Salvia apiana

Our white (sacred) sage plant was being crowded by a bush sunflower. In pruning back the sunflower, I inadvertently broke two of the sage’s growing tips. I hope I can strike the cuttings—I‘ve had good success with basil; fingers crossed on the sage.

Salvia apiana is an evergreen perennial shrub that is native to these parts, though it wasn’t growing on our block until I planted it. It is widely used by Native American peoples on the Pacific coast of the United States, medicinally and ceremonially. Illegal poaching of wild white sage populations for the commercial sale of ’smudge sticks’ is a concern held by many; if you purchase such a product, you are contributing to the world-wide demand that fuels the poaching. Instead, consider growing your own sacred sage.

Mirabilis laevis

Week 6 in the PerpJo.

Mirabilis laevis var. crassifolia is a native perennial herb found in coastal sage scrub, chaparral and woodlands habitats in California and Baja California. It’s fairly common, especially on rocky slopes with sandstone outcrops. It re-sprouts during winter after the first heavy rain and dies back after the rainy season.
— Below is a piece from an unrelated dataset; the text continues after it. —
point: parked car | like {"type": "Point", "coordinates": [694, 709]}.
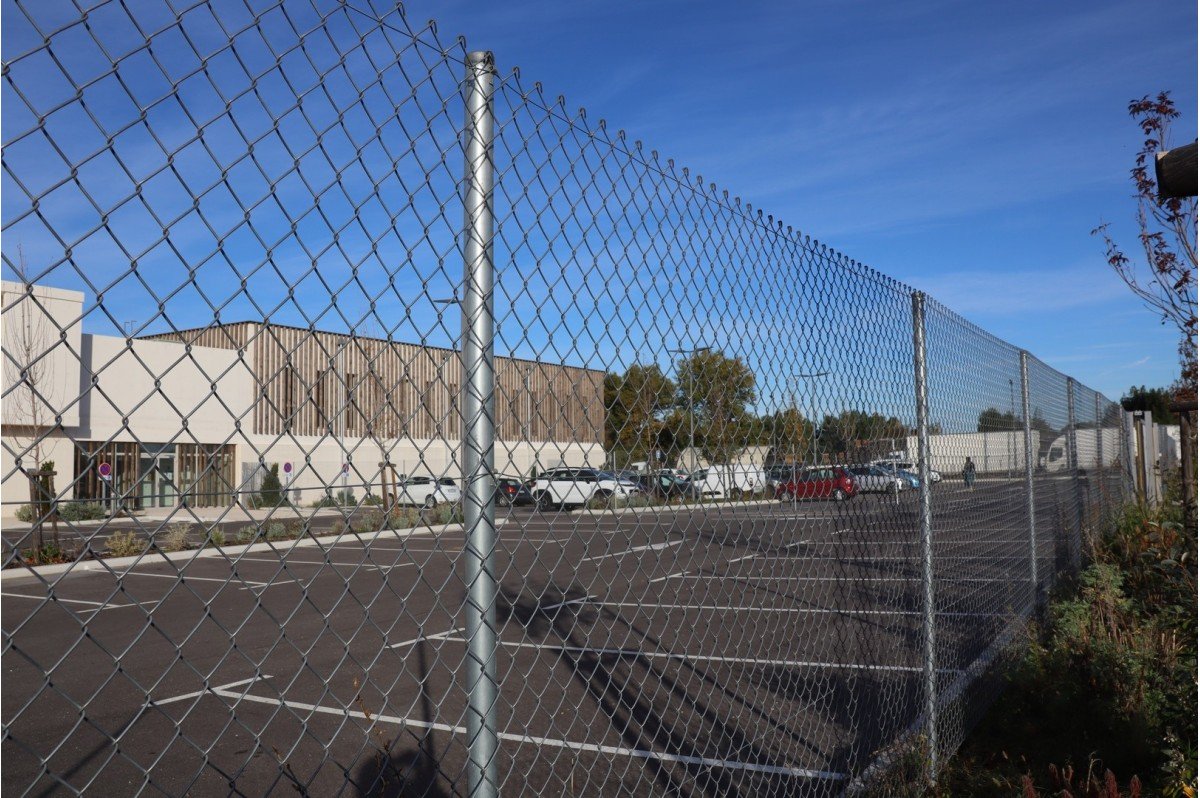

The leaves are ovate to heart-shaped. The red-violet sepals look like petals but there are, in fact, no petals. These vivid, cheerful flowers are just starting to open here on our hill. Sweet!

Cardamine californica

It was so nice to see the first milkmaids this morning!

Milkmaids (Cardamine californica) are some of the first wildflowers to appear in the Santa Monica Mountains each year, showing up in winter and early spring. This member of the Brassicaceae (Mustard) family likes shady, moist hillsides or stream banks in riparian areas. Each flower is about 12mm in diameter with four white to pink petals. The flower closes its petals in late afternoon as the sun goes down and nods its pedicel before a rain, protecting the pollen. It is perennial—after flowering and setting seed, it dies back to its roots where it goes dormant until next year’s rains awaken it.

I hiked this trail once before, in summer 2016, and had a bit of a heat exhaustion incident. I was alone at the time. I remember feeling very dizzy and nauseated, and crawling into the scant shade of a tree to rest and cool down. Luckily today was perfect hiking weather. No hyperthermia involved.

Encelia californica

Encelia californica is native to southern California and Baja California, where it’s a member of the coastal sage plant community. It’s a bushy, sprawling shrub reaching between one half and 1.5 meters in height. The solitary flower heads are daisy-like, and it blooms from February to June, attracting butterflies, bees, and other insects.

It’s often planted to start a native garden, and then replaced with longer-lived shrubs over time. It can help jumpstart an area to change the soil ecology to help mazanitas and ceanothus plants.

Our block is covered with bush sunflowers, and they’ve just begun to bloom. Yay! 🌻

ammannia coccinea

Don’t overlook the teensy ones!

Guided by some online resources, I went looking for this flower by the pond at Rocky Oaks. I was expecting a plant between ankle and knee high (my wildflower book says it’s up to 16″/40cm tall). I scanned about but couldn’t see any likely candidates. Then I had the urge to just sit awhile right there on the bank.

You guessed it! I soon realized I was surrounded by the plant I’d come seeking — tiny (1.25″ high) scarlet toothcup plants with miniscule magenta flowers. Such a delight!